Les commandes destinées au marché intérieur sont acheminées par camions et stockées jusqu'à la date de mise à la consommation, toute commercialisation étant interdite avant ce délai. De même, sans toutefois que cette règle soit absolue, l'essentiel des quantités destinées aux marchés européens (en particulier l'Allemagne, premier importateur) est transporté par la route. Les livraisons plus lointaines exigent, compte tenu des délais, le recours à la voie aérienne.

Plus de 10 millions de bouteilles auront encore pris l'avion cette année. Les volumes à traiter imposent la mobilisation des plates-formes logistiques des grands aéroports de France et des pays frontaliers : Roissy-Charles-de-Gaulle, Lyon-St-Exupéry, Francfort, Luxembourg, Bâle-Mulhouse, Amsterdam, selon le lieu de chargement des avions... Une partie de la marchandise y est stockée afin d'être chargée dans des avions décollant de l'aéroport. A Lyon-St-Exupéry, par exemple, cette partie « aérienne » ne représente que 600 tonnes sur les 8 000 transitant par la plate-forme. Le reste y est traité, en attente d'être emporté par un transporteur routier vers d'autres aéroports européens d'où il prendra le chemin d'autres pays.
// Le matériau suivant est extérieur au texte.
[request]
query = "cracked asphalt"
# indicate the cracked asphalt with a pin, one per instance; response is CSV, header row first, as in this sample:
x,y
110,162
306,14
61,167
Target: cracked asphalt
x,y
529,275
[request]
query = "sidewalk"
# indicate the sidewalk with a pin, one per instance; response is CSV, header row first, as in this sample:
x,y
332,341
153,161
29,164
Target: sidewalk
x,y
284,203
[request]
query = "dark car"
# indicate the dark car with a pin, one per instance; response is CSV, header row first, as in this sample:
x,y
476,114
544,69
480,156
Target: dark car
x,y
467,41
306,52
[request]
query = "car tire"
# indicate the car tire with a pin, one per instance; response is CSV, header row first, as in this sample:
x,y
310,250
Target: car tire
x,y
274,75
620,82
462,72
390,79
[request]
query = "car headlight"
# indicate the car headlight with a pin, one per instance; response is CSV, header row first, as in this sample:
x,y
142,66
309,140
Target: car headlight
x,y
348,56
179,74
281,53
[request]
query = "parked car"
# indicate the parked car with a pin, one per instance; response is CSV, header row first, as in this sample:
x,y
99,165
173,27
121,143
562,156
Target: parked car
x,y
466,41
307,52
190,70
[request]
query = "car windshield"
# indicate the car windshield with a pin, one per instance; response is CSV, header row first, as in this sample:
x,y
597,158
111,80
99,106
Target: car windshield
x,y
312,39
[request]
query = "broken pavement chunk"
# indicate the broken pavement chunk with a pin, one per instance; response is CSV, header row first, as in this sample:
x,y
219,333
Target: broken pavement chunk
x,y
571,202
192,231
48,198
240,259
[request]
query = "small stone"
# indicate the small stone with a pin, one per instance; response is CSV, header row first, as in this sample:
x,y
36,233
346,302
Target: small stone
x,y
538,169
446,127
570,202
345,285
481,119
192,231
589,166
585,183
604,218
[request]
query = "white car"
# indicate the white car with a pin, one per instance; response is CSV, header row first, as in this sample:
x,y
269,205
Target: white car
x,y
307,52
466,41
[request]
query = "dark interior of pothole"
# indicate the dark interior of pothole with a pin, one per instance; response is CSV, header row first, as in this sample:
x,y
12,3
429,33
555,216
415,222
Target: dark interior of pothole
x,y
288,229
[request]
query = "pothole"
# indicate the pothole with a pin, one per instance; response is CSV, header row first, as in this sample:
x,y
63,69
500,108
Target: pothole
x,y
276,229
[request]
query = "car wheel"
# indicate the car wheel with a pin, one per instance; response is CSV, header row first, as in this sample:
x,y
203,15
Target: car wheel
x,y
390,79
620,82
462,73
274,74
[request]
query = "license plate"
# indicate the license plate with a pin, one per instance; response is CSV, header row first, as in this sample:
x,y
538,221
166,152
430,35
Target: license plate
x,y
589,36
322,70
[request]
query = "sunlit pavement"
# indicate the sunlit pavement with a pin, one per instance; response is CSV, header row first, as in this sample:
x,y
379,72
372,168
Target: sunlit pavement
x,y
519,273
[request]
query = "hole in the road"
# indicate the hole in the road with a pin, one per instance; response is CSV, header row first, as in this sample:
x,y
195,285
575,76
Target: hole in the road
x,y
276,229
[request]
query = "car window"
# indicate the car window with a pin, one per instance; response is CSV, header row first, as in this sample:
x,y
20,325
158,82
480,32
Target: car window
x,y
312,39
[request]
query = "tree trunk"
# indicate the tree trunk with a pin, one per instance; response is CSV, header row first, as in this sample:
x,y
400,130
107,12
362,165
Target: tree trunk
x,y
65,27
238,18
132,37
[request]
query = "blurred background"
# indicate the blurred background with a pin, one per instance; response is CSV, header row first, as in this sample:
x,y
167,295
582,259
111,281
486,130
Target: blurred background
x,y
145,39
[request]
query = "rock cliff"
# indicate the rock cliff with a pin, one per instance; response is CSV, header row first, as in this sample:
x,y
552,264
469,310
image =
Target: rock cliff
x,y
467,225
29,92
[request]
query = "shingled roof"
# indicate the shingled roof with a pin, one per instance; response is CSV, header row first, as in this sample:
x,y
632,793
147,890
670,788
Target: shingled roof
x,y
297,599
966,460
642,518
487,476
Les transitaires se chargent des opérations de dédouanement. Celles-ci ont commencé le 7 novembre dans les aéroports de départ. Aucune procédure accélérée n'est prévue. Les mesures de sécurité renforcées pour les Etats-Unis obligent à stocker les palettes 48 heures avant expédition (contre 36 heures pour les autres destinations) pour les examiner aux rayons X.

Compagnies aériennes

Les plates-formes logistiques utilisées sont celles des compagnies aériennes, lorsque celles-ci disposent de leurs propres services de handling sur l'aéroport, ce qui n'est pas toujours le cas. Ainsi, à Lyon-St-Exupéry, la Chambre de commerce a prêté son parking aux sociétés de handling - SFS et France Handling - qui y ont installé un chapiteau provisoire, ne disposant pas d'une place suffisante pour y stocker les 9 millions de bouteilles qu'elles devaient décharger, stocker, ficher, étiqueter et charger dans les avions. Sur ces sites et avec de tels délais, les équipes de handling ne sont pas loin de travailler 24 heures sur 24. Certains transitaires, comme Nippon Express qui traite 85 % du volume exporté au Japon, ont toutefois choisi de rationaliser cette opération en réalisant l'étiquetage d'expédition sur les cartons en sortie de chaîne d'embouteillage.

Eventuelle repalettisation

Parmi les tâches du handling, figure l'éventuelle repalettisation, lorsque la forme du plancher des avions l'exige. La plupart des modèles de palettes sont employés dans le transport aérien. Placées dans un double film les protégeant de l'humidité, elles sont chargées sur des plaques d'aluminium se fixant au plancher des avions avec une limitation de charge de 4 tonnes par plaque. Une charge vite atteinte avec une marchandise de cette nature.